Another reason I chose this cookbook to analyze is because it originates in Montreal, which is my hometown. Through cooking one of the recipes in the cookbook, “Buttermilk Biscuits” with my mother, and after reading all the poems and looking through the book, I understood how the cookbook is trying to educate patience, kindness and community. I chose buttermilk biscuits because I have an Italian heritage, and biscuits can be considered cookies in many Italian cafés, and I LOVE cookies. However, when I bought all the ingredients and told my mom we were making cookies, she made me realize that these were not cookies… they were original quick bread biscuits! This made me laugh because it made me realize how much people perceive things based on their own experiences and culture.
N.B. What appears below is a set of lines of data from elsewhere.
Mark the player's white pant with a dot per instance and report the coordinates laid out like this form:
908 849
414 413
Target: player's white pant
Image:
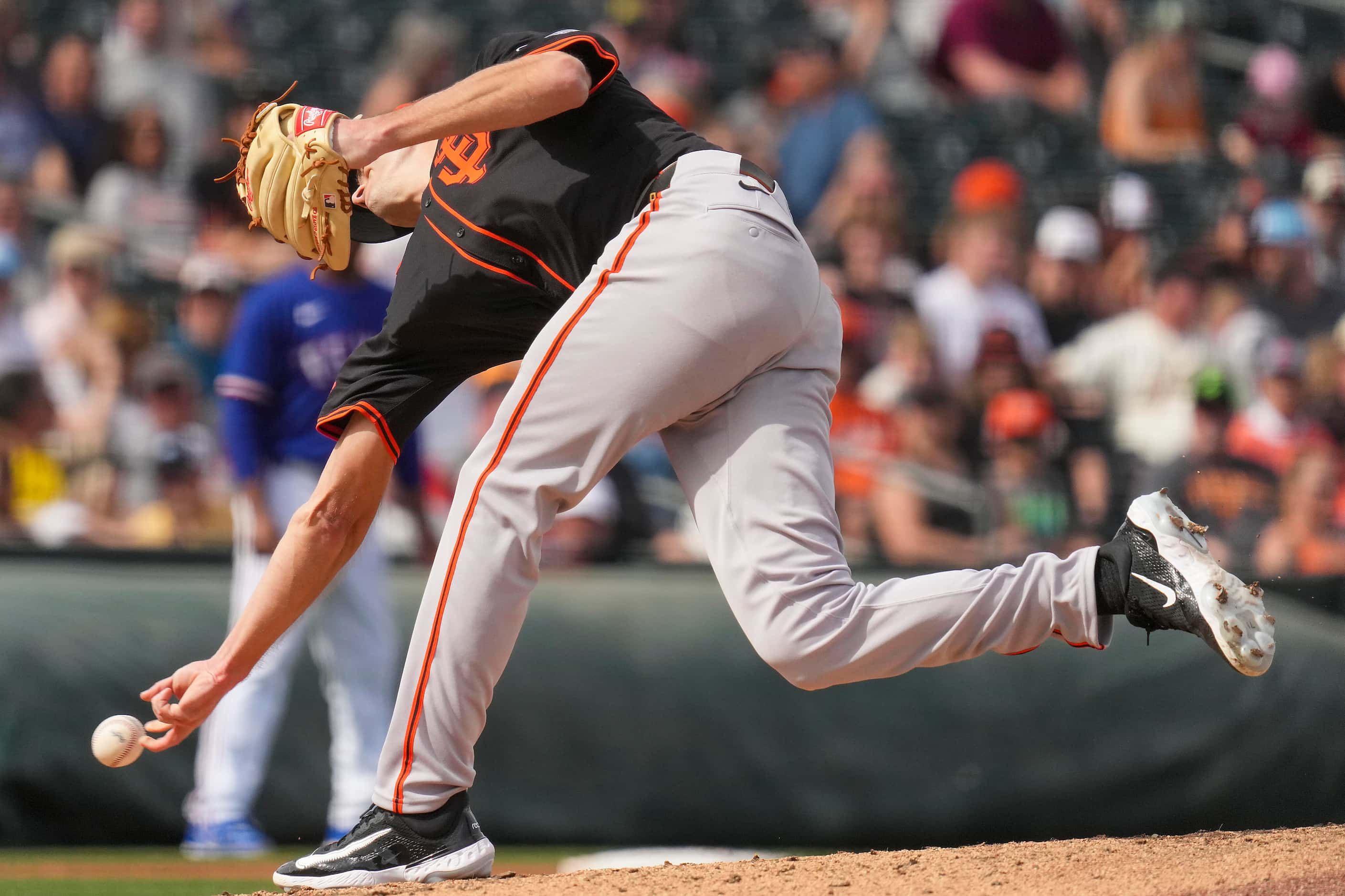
705 319
351 634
I decided to stick with the recipe anyways since neither of us ever tried making biscuits and it would have been something new. 


It was truly an amazing experience baking with my mom since we both love to bake. What made it most fun however, was the fact that she was struggling just as much as I was, which really forced us to work together and led us to laugh the whole way through. Making something outside of your usual cultural traditions can really make you think differently about what it means to cook and how it strengthens your bond with those around you, while also learning more about other ways of eating and cooking outside of your norm. The cookbook encourages team building, acceptance and working towards having a more inclusive community, and it promotes that by using it as a tool to help struggling young Black students to get the education everyone deserves in a system that continues to fail them.


References

Black in Canada. Shirley Gyles. Retrieved from http://www.blackincanada.com/2010/12/01/shirley-gyles/

Este, D., Sato, C. & McKenna, D. (2017). THE COLOURED WOMEN’S CLUB OF
MONTREAL, 1902-1940: African-Canadian Women Confronting Anti-Black Racism.
Canadian Social Work Review, 34(1), 81–99. https://doi.org/10.7202/1040996ar

Members of The Coloured Women’s Club 1999. (2000). The Coloured Women’s Club Millennium Cookbook: a melange of island and southern recipes. Self-Published.